Every alternate Wednesday afternoon is booked at Harrogate Library for one or more PYA authors to strut their stuff and this week it was my turn. I spent as much time talking about my inspiration for the novel and its recently released prequel ‘Foreshadowing’ as I did about ‘Shadows of the Past’ itself and was happy to answer the many questions fired at me by the audience.
This morning saw me in Knaresborough taking part in a second PYA version of ‘Just a Minute’ with Paul Smith chairing this time. The other participants were romantic novelist John Jackson,blogger Susanna Lewis, horror writer Lee Franklin and poet Kate Swann, so a fair spread of genres!

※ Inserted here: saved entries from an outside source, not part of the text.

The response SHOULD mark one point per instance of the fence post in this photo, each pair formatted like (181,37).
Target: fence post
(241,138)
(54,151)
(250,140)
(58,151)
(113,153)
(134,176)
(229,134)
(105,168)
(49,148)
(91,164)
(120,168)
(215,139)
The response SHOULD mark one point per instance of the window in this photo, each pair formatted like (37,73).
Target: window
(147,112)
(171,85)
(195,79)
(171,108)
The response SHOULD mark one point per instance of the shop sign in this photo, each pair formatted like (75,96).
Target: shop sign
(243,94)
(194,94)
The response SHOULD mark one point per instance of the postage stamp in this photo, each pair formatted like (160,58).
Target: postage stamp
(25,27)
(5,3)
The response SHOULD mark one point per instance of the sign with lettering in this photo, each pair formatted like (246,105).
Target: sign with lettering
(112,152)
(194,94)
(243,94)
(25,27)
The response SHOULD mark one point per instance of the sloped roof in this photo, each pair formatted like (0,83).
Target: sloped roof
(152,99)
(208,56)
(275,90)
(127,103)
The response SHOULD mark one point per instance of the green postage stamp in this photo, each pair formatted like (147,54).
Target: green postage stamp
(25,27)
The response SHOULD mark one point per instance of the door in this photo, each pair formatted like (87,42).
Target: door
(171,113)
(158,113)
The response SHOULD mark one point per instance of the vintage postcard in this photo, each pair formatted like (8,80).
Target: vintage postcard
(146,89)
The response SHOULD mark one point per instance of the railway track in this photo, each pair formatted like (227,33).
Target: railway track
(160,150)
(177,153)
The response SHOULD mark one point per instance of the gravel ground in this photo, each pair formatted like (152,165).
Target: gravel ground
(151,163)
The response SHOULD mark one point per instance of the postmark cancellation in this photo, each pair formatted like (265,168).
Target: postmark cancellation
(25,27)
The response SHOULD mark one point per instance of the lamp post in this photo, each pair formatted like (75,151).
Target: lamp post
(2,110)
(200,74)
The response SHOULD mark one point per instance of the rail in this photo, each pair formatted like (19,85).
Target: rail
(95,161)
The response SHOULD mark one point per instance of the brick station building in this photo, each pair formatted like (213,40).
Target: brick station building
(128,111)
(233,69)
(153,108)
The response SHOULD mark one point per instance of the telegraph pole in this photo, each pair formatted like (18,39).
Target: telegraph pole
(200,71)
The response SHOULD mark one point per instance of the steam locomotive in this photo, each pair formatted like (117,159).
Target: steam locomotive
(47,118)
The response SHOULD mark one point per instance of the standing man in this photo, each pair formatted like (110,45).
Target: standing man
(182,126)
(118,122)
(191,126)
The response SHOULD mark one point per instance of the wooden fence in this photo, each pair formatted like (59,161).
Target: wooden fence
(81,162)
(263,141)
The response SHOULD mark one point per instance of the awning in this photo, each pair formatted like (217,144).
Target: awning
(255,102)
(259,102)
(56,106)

We did tackle some serious topics, but there was a great deal of hilarity as well.
27 June, 2019
Northallerton Library was the venue for my talk yesterday to a very appreciative audience. (The feedback confirmed this later, so it wasn’t just my impression.)
I spent a lot of time on the background of the story – inspired by the life of a great-uncle by marriage – and shared some of my research notes before reading extracts.
Thanks are due to John Jackson for this photo and for handling the paperwork, Neelie Wicks for organising the event and Outreach Librarian Greg Kubas for his ongoing support for PYA (Promoting Yorkshire Authors).